Essential oils are produced in the cells of aromatic plants and are held in specialized glands. They are released from the plant and collected (concentrated) most often through steam distillation (and sometimes hydro or water distillation or a combination thereof). Distillation is a method of separating components based on differences in volatile constituents in a heated mixture. Steam distillation involves bubbling steam through the plant material. The temperature of steam is easy to control, making it ideal for heat-sensitive essential oils. The essential oils contained in plants are immiscible in water and have a higher boiling point, allowing the essential oil to vaporize at a lower temperature than it normally would on its own.
Concretes and Absolutes are highly concentrated aromatic materials extracted from plants. The multi-step process includes first extracting the aromatic oil from the plant material with a solvent such as hexane. After the hexane is removed what is left behind is a waxy substance called a concrete. This semi-solid to solid highly fragrant material contains a large amount of pigments and waxes. Due to their waxy texture, concretes are perfect for making solid perfumes. They have a somewhat delicate, yet long lasting aroma and are soluble in both carrier oil and alcohol. From the concrete the aromatic oils are then extracted and separated from most of the plant waxes and non-aromatic material with ethyl alcohol. After the ethyl alcohol is removed, the remaining substance is called an absolute. An absolute is the most concentrated form of natural fragrance, with an aroma close to the plant from which it came, and is highly regarded in natural perfumery.
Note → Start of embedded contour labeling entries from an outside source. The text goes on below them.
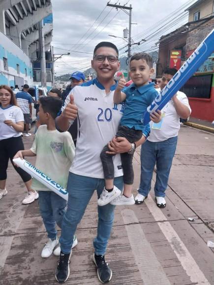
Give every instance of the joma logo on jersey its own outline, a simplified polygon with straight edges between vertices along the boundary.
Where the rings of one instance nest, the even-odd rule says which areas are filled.
[[[88,101],[88,100],[89,100],[89,101],[98,101],[97,98],[96,98],[86,97],[84,101]]]

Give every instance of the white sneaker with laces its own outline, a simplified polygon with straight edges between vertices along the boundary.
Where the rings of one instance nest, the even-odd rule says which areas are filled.
[[[46,258],[51,256],[54,248],[59,243],[59,240],[57,237],[54,240],[51,240],[49,238],[48,242],[45,244],[45,246],[42,251],[41,256],[42,258]]]
[[[155,197],[156,204],[159,208],[165,208],[166,205],[166,200],[163,197]]]
[[[30,137],[31,135],[31,134],[30,133],[23,133],[23,137]]]
[[[147,198],[147,196],[144,196],[143,195],[138,193],[135,198],[135,204],[139,205],[143,203],[144,200]]]
[[[36,191],[35,191],[35,192],[29,191],[26,194],[25,199],[22,201],[22,203],[25,205],[27,204],[31,204],[31,203],[32,203],[33,201],[38,199],[38,198],[39,195]]]
[[[0,189],[0,199],[1,199],[3,196],[5,196],[6,194],[7,194],[7,191],[6,188],[4,188],[4,189]]]
[[[116,186],[114,186],[113,190],[111,192],[106,190],[104,187],[99,199],[98,200],[98,204],[99,206],[104,206],[110,203],[111,201],[112,201],[117,197],[118,197],[118,196],[120,196],[121,194],[121,190]]]
[[[124,195],[120,195],[110,202],[112,205],[120,206],[121,205],[133,205],[135,203],[134,196],[131,194],[131,196],[127,198]]]
[[[72,244],[72,246],[71,249],[74,248],[74,247],[75,247],[77,244],[78,244],[78,241],[77,241],[77,239],[76,237],[76,236],[74,235],[74,239],[73,241],[73,244]],[[54,250],[54,255],[55,256],[60,256],[60,252],[61,251],[61,248],[60,247],[60,244],[59,243],[58,245],[57,246],[57,247],[56,248],[56,249]]]

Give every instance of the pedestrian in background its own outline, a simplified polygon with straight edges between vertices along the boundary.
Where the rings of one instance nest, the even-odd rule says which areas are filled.
[[[24,137],[29,137],[31,134],[29,133],[30,124],[32,122],[32,105],[34,103],[31,96],[28,93],[29,86],[27,84],[23,86],[23,90],[16,94],[18,105],[20,107],[24,114],[25,118],[25,133]]]
[[[22,202],[29,204],[38,198],[38,194],[31,188],[31,176],[15,166],[12,162],[16,152],[24,149],[21,137],[24,130],[24,115],[17,106],[12,90],[6,85],[0,86],[0,199],[7,194],[5,186],[7,169],[10,159],[28,190],[28,194]]]
[[[167,68],[164,71],[160,84],[161,90],[177,72],[175,68]],[[178,91],[163,107],[161,113],[160,122],[150,122],[150,136],[141,147],[140,184],[138,194],[135,197],[135,203],[141,204],[147,198],[156,163],[154,195],[157,206],[164,208],[166,206],[165,191],[180,128],[180,118],[187,118],[191,113],[187,97],[184,93]]]

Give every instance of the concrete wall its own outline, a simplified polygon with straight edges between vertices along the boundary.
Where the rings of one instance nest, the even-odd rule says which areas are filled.
[[[200,11],[200,19],[211,16],[211,13],[213,12],[214,2],[214,0],[204,0],[202,3],[191,9],[189,11],[188,22],[194,21],[194,14],[198,11]]]
[[[209,122],[214,120],[214,76],[210,99],[189,98],[189,105],[192,109],[191,116],[206,120]]]
[[[4,70],[3,57],[7,58],[8,70]],[[17,64],[19,65],[19,74],[17,71]],[[25,69],[27,69],[27,76]],[[30,59],[23,51],[0,31],[0,85],[6,84],[9,86],[14,86],[15,76],[21,77],[23,78],[25,83],[27,83],[29,85],[32,85],[32,64]]]

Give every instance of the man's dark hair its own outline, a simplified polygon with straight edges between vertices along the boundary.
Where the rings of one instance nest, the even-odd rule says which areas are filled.
[[[39,102],[44,113],[49,113],[53,119],[55,119],[60,111],[62,101],[56,97],[42,96]]]
[[[57,88],[53,88],[53,89],[51,89],[51,90],[49,90],[49,92],[52,92],[52,93],[56,93],[56,94],[57,94],[59,98],[61,98],[61,92],[60,90],[57,89]]]
[[[146,60],[147,62],[147,63],[150,68],[153,68],[153,58],[151,56],[150,56],[150,55],[149,55],[149,54],[146,54],[146,53],[137,53],[137,54],[133,55],[130,59],[130,62],[131,62],[132,60],[139,60],[140,59],[144,59],[144,60]]]
[[[176,68],[166,68],[163,71],[163,74],[170,74],[174,76],[178,70]]]
[[[119,54],[118,48],[115,45],[112,43],[111,43],[110,42],[101,42],[100,43],[98,43],[98,45],[96,45],[96,46],[95,47],[94,50],[93,50],[93,54],[95,54],[95,53],[96,52],[98,49],[99,49],[99,48],[102,48],[103,47],[114,49],[114,50],[115,50],[115,51],[116,52],[118,56]]]

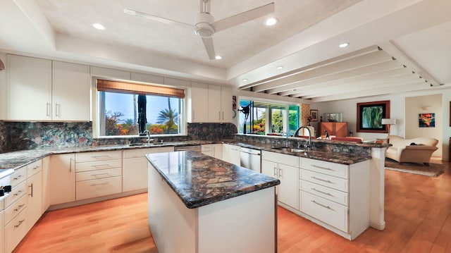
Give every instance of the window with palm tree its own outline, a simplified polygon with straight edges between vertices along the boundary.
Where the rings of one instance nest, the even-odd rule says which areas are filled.
[[[152,135],[179,135],[184,99],[129,92],[99,92],[99,136],[142,135],[139,123]],[[140,101],[138,102],[138,100]],[[144,107],[143,107],[144,106]],[[141,115],[144,112],[145,115]]]

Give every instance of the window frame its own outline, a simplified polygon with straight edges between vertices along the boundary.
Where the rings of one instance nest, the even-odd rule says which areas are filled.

In cold enfleurage, a large framed plate of glass, called a chassis, is smeared with a layer of fat then the botanical matter, usually petals or whole flowers, is then placed on the fat and its scent is allowed to diffuse into the fat over the course of 1-3 days. The process is then repeated by replacing the spent botanicals with fresh ones until the fat has reached a desired degree of fragrance saturation. This procedure was developed in southern France in the 18th century for the production of high-grade concentrates.